If None, maps to the default parser, specified upon construction. (If one was not specified, then parsers.passthrough() is used, which does nothing to the page data, and just returns the page source. A parser should follow the format:

parser(source, url)
data
Maps to the data parameter of urllib.request.urlopen(). This should contain pre-encoded HTTP POST data. GET data should be encoded into the page url.
record_history
If False, the page will not be entered into the internal list of pages loaded, and so the only reminder of this page load will be the cache (and possibly stuff like cookies for instance if you have cookies.CookieBrowserPlugin enabled). This is used internally for the back(), forward() and refresh() functions.
submit(method, url, values, *args, **kwargs)

Takes values and encodes them to send back to the server, eventually loading a new page as a result. It satisfies the lxml.html.submit_form() open_http argument. Many of the keyword arguments map directly to load_page().

Keyword arguments:

method
A string consisting of "GET" or "POST".
url
The http:// or https:// page to load.
values
Either a dictionary or list of two-item tuples containing the data to encode
parser

If None, maps to the default parser, specified upon construction. (If one was not specified, then parsers.passthrough() is used, which does nothing to the page data, and just returns the page source. A parser should follow the format:

parser(source, url)
record_history
If False, the page will not be entered into the internal list of pages loaded, and so the only reminder of this page load will be the cache (and possibly stuff like cookies for instance if you have cookies.CookieBrowserPlugin enabled). This is used internally for the back(), forward() and refresh() functions.
back(*args, **kwargs)

Reloads the previous page (if there is one) and returns it. Additional arguments (positional and keyword) will be passed through to load_page().

forward(*args, **kwargs)

Reloads the next page (if there is one) and returns it.

history

A list containing information on previously visited web pages, in the form of tuples, (url, post_data). While HTTP POST data is included explicitly, HTTP GET data is included within the URL.

current_url
refresh(*args, **kwargs)

Reloads the current web page, and returns it.

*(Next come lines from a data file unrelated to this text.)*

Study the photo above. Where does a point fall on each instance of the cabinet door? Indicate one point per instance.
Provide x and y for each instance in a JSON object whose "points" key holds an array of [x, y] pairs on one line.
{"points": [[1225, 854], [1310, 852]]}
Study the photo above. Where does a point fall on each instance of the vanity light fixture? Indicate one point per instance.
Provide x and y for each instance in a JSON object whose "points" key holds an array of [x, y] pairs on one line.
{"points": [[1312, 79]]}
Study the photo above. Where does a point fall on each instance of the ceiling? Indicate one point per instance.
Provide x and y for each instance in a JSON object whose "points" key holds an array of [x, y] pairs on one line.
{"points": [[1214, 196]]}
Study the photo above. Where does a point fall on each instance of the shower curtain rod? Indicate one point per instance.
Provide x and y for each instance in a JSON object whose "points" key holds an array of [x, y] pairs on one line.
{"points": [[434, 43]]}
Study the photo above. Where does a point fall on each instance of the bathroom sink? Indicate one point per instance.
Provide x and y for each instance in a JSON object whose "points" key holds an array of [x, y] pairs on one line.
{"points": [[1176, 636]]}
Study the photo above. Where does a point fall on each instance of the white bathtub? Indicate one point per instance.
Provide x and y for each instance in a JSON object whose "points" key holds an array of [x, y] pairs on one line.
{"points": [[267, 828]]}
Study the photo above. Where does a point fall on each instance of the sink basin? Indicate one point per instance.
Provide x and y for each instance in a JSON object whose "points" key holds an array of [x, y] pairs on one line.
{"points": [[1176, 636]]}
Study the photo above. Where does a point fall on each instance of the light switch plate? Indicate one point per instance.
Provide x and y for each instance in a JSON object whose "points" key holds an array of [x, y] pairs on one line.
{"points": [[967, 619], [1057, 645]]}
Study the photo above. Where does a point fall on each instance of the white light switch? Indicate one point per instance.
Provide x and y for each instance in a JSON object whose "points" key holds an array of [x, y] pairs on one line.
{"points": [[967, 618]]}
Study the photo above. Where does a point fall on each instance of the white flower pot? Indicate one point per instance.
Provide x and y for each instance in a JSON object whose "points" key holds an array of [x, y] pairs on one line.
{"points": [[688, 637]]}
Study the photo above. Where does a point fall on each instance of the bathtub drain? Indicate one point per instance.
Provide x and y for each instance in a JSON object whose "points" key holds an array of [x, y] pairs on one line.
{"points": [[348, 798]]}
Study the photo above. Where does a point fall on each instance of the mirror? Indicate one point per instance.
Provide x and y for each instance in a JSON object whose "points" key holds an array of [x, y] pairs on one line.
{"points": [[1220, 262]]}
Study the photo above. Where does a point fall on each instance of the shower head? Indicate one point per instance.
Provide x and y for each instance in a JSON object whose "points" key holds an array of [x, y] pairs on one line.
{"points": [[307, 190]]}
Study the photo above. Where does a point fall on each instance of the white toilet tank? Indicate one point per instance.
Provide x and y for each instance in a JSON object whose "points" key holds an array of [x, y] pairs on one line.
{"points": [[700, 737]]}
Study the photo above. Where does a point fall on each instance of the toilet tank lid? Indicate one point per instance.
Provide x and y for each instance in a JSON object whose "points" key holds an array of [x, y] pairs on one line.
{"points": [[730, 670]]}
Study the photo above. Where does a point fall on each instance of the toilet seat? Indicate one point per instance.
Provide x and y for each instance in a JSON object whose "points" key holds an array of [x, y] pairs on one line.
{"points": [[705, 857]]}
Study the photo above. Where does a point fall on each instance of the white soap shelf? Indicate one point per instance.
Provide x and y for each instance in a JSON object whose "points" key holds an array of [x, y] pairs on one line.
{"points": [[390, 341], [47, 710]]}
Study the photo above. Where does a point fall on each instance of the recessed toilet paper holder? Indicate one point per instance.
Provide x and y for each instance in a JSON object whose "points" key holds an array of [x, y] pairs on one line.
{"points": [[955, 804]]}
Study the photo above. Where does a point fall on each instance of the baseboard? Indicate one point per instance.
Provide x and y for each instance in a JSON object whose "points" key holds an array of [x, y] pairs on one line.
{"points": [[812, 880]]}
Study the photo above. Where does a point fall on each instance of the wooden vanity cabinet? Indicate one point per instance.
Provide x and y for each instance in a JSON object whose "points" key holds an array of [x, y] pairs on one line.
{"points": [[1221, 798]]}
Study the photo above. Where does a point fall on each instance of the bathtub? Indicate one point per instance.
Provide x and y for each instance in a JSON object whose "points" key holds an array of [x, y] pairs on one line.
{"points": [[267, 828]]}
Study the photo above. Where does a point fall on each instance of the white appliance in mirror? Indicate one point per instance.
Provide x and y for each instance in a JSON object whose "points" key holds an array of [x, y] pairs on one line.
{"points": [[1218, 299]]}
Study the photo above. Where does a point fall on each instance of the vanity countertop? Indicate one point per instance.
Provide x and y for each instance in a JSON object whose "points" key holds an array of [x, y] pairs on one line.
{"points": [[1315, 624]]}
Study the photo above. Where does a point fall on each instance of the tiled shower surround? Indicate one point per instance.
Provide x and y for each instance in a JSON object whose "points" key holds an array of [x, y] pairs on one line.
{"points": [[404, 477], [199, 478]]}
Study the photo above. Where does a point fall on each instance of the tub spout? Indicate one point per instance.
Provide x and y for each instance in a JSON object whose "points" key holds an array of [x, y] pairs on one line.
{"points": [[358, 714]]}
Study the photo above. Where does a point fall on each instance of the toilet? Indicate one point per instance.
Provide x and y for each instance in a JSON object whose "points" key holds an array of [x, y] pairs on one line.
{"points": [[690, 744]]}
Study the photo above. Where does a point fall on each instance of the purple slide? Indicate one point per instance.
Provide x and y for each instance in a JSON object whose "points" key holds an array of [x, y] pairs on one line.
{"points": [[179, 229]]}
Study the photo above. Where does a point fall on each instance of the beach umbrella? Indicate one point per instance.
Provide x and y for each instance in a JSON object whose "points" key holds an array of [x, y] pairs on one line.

_load_relative(relative_index, *args, **kwargs)

Loads a page relative in history to the current page. For example, going back one page could be done with:

self._load_relative(-1, *args, **kwargs)

This method is not to be confused with the similarly named expand_relative_url(), which instead works to turn relative urls into absolute ones.

expand_relative_url(url, relative_to=None)

If passed a relative url, finds it’s absolute url in relation to the current page’s url.

_parse_page(parser, *args, **kwargs)

Takes a page and parses it with a given parser, or with the default parser if the given parser is None. There are two ways to call this method:

  • self._parse_page(parser, source, headers, url)
  • self._parse_page(parser, response)

Where source is the byte-string gotten from response.read(), headers is the result of calling response.info(), and response is the result given by calling urllib.response.urlopen().

_simplify_url(url)

Removes #fragments from urls, removes a trailing/ from the path, if there is one (without destroying ?parameters), and gets rid of any unnecessary elements, like an unused ?. This is useful, because it makes it easier to compare urls, for caching, and for other reasons.

lib.browser.get_new_uf_browser()

Returns a new Browser object with the set of recommended plugins.